Alle zehn Jahre werden Deutschlands Wälder professionell inventarisiert. Dabei soll überprüft werden, wie es dem Wald geht und ob die Forstwirtschaft nachhaltig arbeitet. Dafür vermessen Forschende hunderttausende Bäume und beschreiben an 80.000 genau definierten Punkten in den Wäldern, was sie vorfinden. Die Liste der Waldeigenschaften umfasst knapp 150 Kriterien, darunter beispielsweise Anzahl, Art und Durchmesser der Bäume, den Bewuchs darunter und das Totholz. Anschließend werten sie diese Daten der Stichproben aus, um daraus die gesamte Wald- und Holzentwicklung zu berechnen.

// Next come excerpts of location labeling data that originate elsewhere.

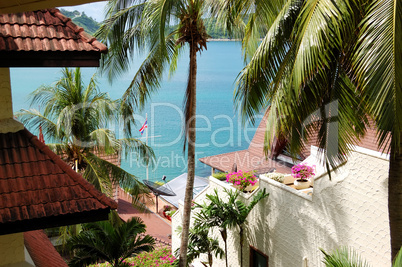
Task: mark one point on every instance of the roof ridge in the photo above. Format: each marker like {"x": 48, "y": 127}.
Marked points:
{"x": 79, "y": 30}
{"x": 45, "y": 202}
{"x": 224, "y": 153}
{"x": 75, "y": 176}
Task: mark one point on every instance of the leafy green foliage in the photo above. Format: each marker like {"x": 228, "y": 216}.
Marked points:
{"x": 228, "y": 214}
{"x": 220, "y": 175}
{"x": 344, "y": 257}
{"x": 74, "y": 120}
{"x": 200, "y": 242}
{"x": 162, "y": 257}
{"x": 103, "y": 241}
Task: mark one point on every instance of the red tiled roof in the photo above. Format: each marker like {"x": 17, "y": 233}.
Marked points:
{"x": 41, "y": 250}
{"x": 254, "y": 157}
{"x": 48, "y": 37}
{"x": 39, "y": 190}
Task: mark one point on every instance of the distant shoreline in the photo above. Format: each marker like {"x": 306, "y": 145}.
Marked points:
{"x": 224, "y": 40}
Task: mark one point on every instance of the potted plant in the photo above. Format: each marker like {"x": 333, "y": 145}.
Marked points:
{"x": 169, "y": 214}
{"x": 303, "y": 174}
{"x": 166, "y": 208}
{"x": 276, "y": 176}
{"x": 243, "y": 181}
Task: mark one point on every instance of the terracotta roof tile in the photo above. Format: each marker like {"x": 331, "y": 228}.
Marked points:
{"x": 44, "y": 30}
{"x": 41, "y": 250}
{"x": 254, "y": 158}
{"x": 36, "y": 183}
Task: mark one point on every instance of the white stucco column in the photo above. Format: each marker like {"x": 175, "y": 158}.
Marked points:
{"x": 6, "y": 103}
{"x": 7, "y": 122}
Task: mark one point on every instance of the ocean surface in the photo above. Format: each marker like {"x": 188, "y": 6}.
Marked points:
{"x": 219, "y": 128}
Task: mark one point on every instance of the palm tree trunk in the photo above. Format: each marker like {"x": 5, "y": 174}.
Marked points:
{"x": 395, "y": 200}
{"x": 224, "y": 237}
{"x": 190, "y": 156}
{"x": 241, "y": 246}
{"x": 210, "y": 260}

2022 fand diese Bundeswaldinventur (BWI) zum vierten Mal statt. Erstmals wurden dabei auch Proben zur Ermittlung der genetischen Vielfalt gesammelt. Das Ergebnis ist die bislang umfangreichste Bestandsaufnahme im deutschen Wald.

Mehr Wald, aber weniger Holz

Der Bilanz zufolge sind die Wälder heute einerseits in einem besseren Zustand als noch zehn Jahre zuvor. Beispielsweise gibt es in Deutschland durch Aufforstung seit 2012 rund 15.000 Hektar mehr Waldfläche. Insgesamt sind es nun 11,5 Millionen Hektar Wald – ein Drittel des Landes. Zudem stehen mehr Laubbäume und weniger Fichten in den Wäldern und die Wälder werden langsam wieder naturnäher, sprich wilder. Die häufigsten Baumarten sind jedoch weiterhin Kiefer (22 Prozent), Fichte (21 Prozent), Buche (17 Prozent) und Eiche (12 Prozent).

Darüber hinaus gibt es auch mehr alte und damit dicke Bäume: Der Wald war im Jahr 2022 durchschnittlich 82 Jahre alt – fünf Jahre älter als noch 2012 – und die meisten Bäume 30 bis 50 Zentimeter dick. Dadurch steigt auch die Artenvielfalt, weil alte Bäume mehr Wohnraum und Nährstoffe für Tiere und Mikroben bieten als junge Bäume.

Andererseits hat der Wald ab 2017 durch Stürme, Trockenheit und Befall durch Schädlinge wie dem Borkenkäfer so stark gelitten, dass trotz größerer Fläche weniger Holz in den Wäldern steht. Einige Bäume starben ab, ältere Bäume wachsen langsamer als junge und es kamen nicht ausreichend junge schnellwachsende Bäume hinzu. Dadurch können die Wälder nun weniger Kohlendioxid (CO2) aus der Luft aufnehmen und speichern. Sie sind daher von einer Kohlenstoff-Senke zu einer Kohlenstoff-Quelle geworden.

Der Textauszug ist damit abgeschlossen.